Adab bertoilet seperti itu sungguh memprihatinkan. Tidak terbatas pada kelas bawah atau kelas atas sama buruknya. Tidak hanya dalam menggunakan toilet, dalam hal antre untuk memakai toilet pun acapkali mengabaikan kaidah tata krama. Nyata-nyata yang antre sudah berpayah-payah berdiri lama menunggu giliran, eehh… enak saja ada yang baru datang nyelonong langsung ke depan pintu toilet yang sedang digunakan.
Ada lagi perilaku yang sangat merugikan. Jelas-jelas terpampang tulisan DILARANG MEMBUANG PEMBALUT KE DALAM LUBANG WC. Masih saja ada yang melanggar seolah merasa tidak berbuat salah apalagi berdosa. Akibat ulah mereka akhirnya WC jadi mampat sehingga mengurangi ketersediaan WC yang bisa diguunakan. Dan yang jelas membuat susah penjaga toilet, mereka ketiban sial untuk membuat WC mampat menjadi lancar kembali.
Keberadaban
Begitulah, toilet dan tabiat adab bertoilet kita menunjukkan level keberadaban, tanggung jawab pribadi, dan toleransi kita. Gerakan Toilet Higienis pernah mengadakan survei dengan pertanyaan ”Siapakah yang harus membersihakan toilet umum yang telah kita pakai?” Hampir semua responden menjawab, ”Petugas kebersihan!”
Mengapa bisa demikian? Ketua Asosiasi Toilet Indonesia Naning Adiwoso menduga, rendahnya tanggung jawab dan toleransi pengguna toilet umum ada kaitannya dengan kebiasaan masa lalu masyarakat kita yang membuang hajat di kebun atau kali.
Cara buang hajat semacam ini tidak menuntut tanggung jawab untuk membersihkannya. Cukup plungplung, selamat tinggal, nanti alam yang menghanyutkan. ”Kesadaran tak perlu bertanggung jawab selepas buang hajat terbawa hingga sekarang,” ujar Naning.
Tapi, apakah betul kebiasaan buang hajat di kebun itu masih ada sampai saat ini, dan kebiasaan itu terbawa meskipun saat buang hajat dilakukan di toilet umum? Sungguh mengherankan tentunya.

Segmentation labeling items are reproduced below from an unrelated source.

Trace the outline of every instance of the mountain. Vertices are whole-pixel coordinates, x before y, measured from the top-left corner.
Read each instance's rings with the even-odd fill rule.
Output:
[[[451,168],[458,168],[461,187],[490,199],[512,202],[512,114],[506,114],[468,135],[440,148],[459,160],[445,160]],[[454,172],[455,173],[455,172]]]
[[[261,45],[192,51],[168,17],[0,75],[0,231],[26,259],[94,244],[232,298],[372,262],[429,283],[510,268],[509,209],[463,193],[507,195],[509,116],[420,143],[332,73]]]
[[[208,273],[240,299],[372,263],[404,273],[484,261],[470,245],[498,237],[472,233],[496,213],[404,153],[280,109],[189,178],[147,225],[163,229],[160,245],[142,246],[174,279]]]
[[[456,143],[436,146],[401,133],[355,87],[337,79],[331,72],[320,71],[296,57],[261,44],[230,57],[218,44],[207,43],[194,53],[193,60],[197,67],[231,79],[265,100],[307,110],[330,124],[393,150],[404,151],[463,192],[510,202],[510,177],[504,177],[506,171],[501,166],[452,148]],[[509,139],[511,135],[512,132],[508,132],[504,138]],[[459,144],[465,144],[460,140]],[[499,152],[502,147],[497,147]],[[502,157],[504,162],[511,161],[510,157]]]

Dosen Antropologi universitas Udayana, Ida Bagus Gde Pujaastawa, berpendapat bahwa kebiasaan buang hajat di alam telah selesai satu-dua generasi yang lalu.
Ida Bagus menduga ada faktor lain, yakni cara pandang masyarakat kita tentang pembagian ruang. ”Masyarakat kita mengenal klasifikasi ruang berdasarkan tingkat kesucian. Nah, toilet itu dianggap wilayah paling tak suci atau kotor,” ujarnya.
Referensi: Kompas, Minggu, 25 MARET 2012

Belajar Jujur dari Toilet
Sebuah toilet yang semula kotor berubah menjadi kinclong dan wangi.
Itulah hasil kerja sembilan siswi SMPN 11 Bandung.
Modalnya hanya Rp300.000, hasilnya luar biasa.
Mereka jadi bertanggung jawab dan jujur.
Toilet itu terletak di sudut lantai dua. Tampangnya biasa saja, tetapi cukup menjanjikan kenyamanan pengguna. Kertas aneka warna yang dibubuhi tulisan dan gambar ditempel di dinding toilet, meniupkan suasana ceria. Toilet yang terdiri atas empat jamban itu terang, punya sirkulasi udara baik, serta berlantai bersih dan kering.
Di depan setiap pintu masuk jamban terdapat satu keset dan sepasang sandal jepit. Jangan coba-coba masuk ke toilet tanpa melepas sepatu. Kalau Anda nekat, mata para siswa yang memergoki Anda pasti mendelik.
Ada pula tempat sampah tertutup, plastik, gulungan tisu, sabun cair, dan sikat pembersih. Yang istimewa, terdapat pula pembalut dan pakaian dalam perempuan. Toilet ini memang dikhususkan bagi siswi yang sedang haid. Mereka bisa memanfaatkan pembalut dan pakaian dalam yang tersedia. Siswi cukup menaruh uang Rp500 sebagai penebus pembalut dan Rp5.000 untuk pakaian dalam.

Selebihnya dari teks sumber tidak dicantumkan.